Intracranial hemorrhage and inflammation
Research on vascular permeability, drug candidate provides insights into this life-threatening event.
Intracranial hemorrhage is one of the most dangerous types of stroke, with a devastating mortality rate. Understanding the role of inflammation in intracranial hemorrhage may be a critical step toward improving treatments and bringing those death rates down.
That will be the crux of the session on Thursday titled “Bench to Bedside and Beyond — What Do We Know About the Role of Inflammation in an Intracranial Hemorrhage?”
In managing intracranial hemorrhages, the impact of vascular permeability is an important, related question, said Sahily Reyes-Esteves, MD, PhD, neurology instructor at the University of Pennsylvania’s Perelman School of Medicine.
“Intracranial hemorrhages inherently cause a breakdown of the blood-brain barrier and a spillage of blood contents into the brain parenchyma,” Reyes-Esteves said. “However, beyond the initial hematoma, we have learned that there are persistent waves of barrier leakiness that contribute to the inflammatory response” after the hemorrhage.
“Is it all bad? Is it all good? The answer is probably somewhere in the middle,” she said. “Understanding the nuances in this balance is important to understanding how vascular permeability affects outcomes after intracranial hemorrhage.”
Reyes-Esteves will discuss those questions and more in her presentation, “The Role of Vascular Permeability in Neuroinflammation After intracranial hemorrhage.” She said vascular permeability’s impact is the subject of much research.
“Clinically, we have long observed that cerebral edema after intracranial hemorrhage is associated with worse outcomes,” she said. “Does vascular permeability inherently lead to edema and bad outcomes? Perhaps not. Current research is looking to understand the role of the peripheral and brain intrinsic immune response in vascular permeability after intracranial hemorrhage and how it impacts ‘good’ or ‘bad’ healing.”
The difference between that “good” and “bad” healing is not as black-and-white as it seems. There has long been an impression that the inflammatory response after intracranial hemorrhage was all bad, Reyes-Esteves said, but that may not be the case.

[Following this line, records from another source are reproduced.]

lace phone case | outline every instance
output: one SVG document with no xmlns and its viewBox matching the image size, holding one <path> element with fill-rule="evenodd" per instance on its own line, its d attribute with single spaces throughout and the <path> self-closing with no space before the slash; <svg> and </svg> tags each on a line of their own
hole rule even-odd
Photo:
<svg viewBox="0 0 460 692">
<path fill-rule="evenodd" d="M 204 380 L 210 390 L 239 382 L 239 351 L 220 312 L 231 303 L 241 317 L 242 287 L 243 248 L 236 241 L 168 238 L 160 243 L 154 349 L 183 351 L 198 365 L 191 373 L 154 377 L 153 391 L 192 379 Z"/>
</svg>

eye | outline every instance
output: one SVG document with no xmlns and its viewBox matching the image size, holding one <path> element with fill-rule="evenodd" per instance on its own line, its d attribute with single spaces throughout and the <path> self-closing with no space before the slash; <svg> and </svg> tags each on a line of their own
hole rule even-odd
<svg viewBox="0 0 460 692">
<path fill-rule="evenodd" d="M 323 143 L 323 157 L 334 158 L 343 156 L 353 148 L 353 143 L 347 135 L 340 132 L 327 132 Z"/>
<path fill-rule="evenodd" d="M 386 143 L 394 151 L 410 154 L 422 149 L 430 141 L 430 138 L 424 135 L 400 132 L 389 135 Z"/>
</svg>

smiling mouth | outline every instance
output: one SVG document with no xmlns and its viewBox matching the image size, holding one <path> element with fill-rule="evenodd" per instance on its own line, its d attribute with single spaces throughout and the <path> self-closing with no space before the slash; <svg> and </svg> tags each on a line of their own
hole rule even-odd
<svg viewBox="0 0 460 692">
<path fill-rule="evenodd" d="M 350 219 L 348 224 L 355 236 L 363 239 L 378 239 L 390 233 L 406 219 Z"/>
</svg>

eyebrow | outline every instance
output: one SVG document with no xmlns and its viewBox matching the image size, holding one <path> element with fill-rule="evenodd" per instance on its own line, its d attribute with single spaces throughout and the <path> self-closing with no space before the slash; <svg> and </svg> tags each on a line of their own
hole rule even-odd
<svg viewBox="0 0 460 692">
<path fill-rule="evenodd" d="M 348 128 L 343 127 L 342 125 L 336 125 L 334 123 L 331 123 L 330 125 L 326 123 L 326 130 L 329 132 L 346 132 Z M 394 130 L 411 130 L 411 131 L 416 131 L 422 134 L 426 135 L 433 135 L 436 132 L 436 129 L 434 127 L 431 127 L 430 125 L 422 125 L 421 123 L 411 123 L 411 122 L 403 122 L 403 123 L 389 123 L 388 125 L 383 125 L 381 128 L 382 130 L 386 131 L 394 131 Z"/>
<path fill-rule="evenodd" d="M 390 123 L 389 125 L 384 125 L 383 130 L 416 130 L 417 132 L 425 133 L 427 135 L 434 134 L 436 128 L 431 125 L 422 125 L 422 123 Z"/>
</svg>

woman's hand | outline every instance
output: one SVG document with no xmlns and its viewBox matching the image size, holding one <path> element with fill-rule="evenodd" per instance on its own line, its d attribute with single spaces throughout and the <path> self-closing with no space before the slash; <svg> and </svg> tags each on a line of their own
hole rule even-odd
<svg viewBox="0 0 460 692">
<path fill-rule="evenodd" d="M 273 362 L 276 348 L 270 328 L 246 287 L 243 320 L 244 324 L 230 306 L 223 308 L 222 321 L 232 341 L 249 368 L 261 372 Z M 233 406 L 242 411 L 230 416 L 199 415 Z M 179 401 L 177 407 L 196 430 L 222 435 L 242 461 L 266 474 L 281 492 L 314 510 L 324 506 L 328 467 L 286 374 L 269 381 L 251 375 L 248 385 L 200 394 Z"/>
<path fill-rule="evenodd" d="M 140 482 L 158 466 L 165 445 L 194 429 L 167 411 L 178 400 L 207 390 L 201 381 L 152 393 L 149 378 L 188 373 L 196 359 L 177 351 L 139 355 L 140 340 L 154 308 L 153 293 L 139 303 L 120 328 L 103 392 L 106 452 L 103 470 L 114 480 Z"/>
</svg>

“I think it is important as clinicians to understand not just the detrimental effects of inflammation, but the potentially beneficial ones as well, as they can inform the development of new therapies that harness the immune response for brain healing,” she said.
Also at Thursday’s session, a researcher will describe a novel drug candidate that could decrease inflammation and cerebral edema in the wake of intracerebral hemorrhage – which is a subset of intracranial hemorrhage. Linda Van Eldik, PhD, director of the Sanders-Brown Center on Aging and co-director of the Kentucky Neuroscience Institute at the University of Kentucky, said the drug candidate, MW189, is a molecule that could be used at a specific point after intracerebral hemorrhage.
“In intracerebral hemorrhage, inflammation occurs in a well-defined time frame after injury and is amenable to intervention in the critical care setting,” she said. “Our novel drug candidate is a brain-penetrant small molecule that selectively reduces injury-induced, detrimental proinflammatory cytokine responses without suppressing the normal physiological levels and functions of the inflammatory response.”
Van Eldik said MW189 has completed phase 1a and 1b studies in healthy adult volunteers and is now in a phase 2a clinical trial in patients who have had an intracerebral hemorrhage.
“The hope is that by reducing the injury-induced increases in proinflammatory cytokines, we will prevent the downstream brain swelling and nerve cell damage that frequently occurs,” she said.
Although the road to fully implemented drug treatments is a long one, Van Eldik said MW189 is being developed with the idea of prioritizing what mechanisms to target and what compounds have the best chance of success. Neuroinflammation is a well-validated mechanism, especially for acute brain injuries, that can be targeted successfully for therapeutic development.
“To hit the bull’s-eye, we must hit the right targets with the right drugs at the right time,” she said. “And we feel that our novel small molecule compounds that were prioritized in development based on their drug-like properties and their selective action show promise to become future effective therapies for multiple central nervous system disorders.”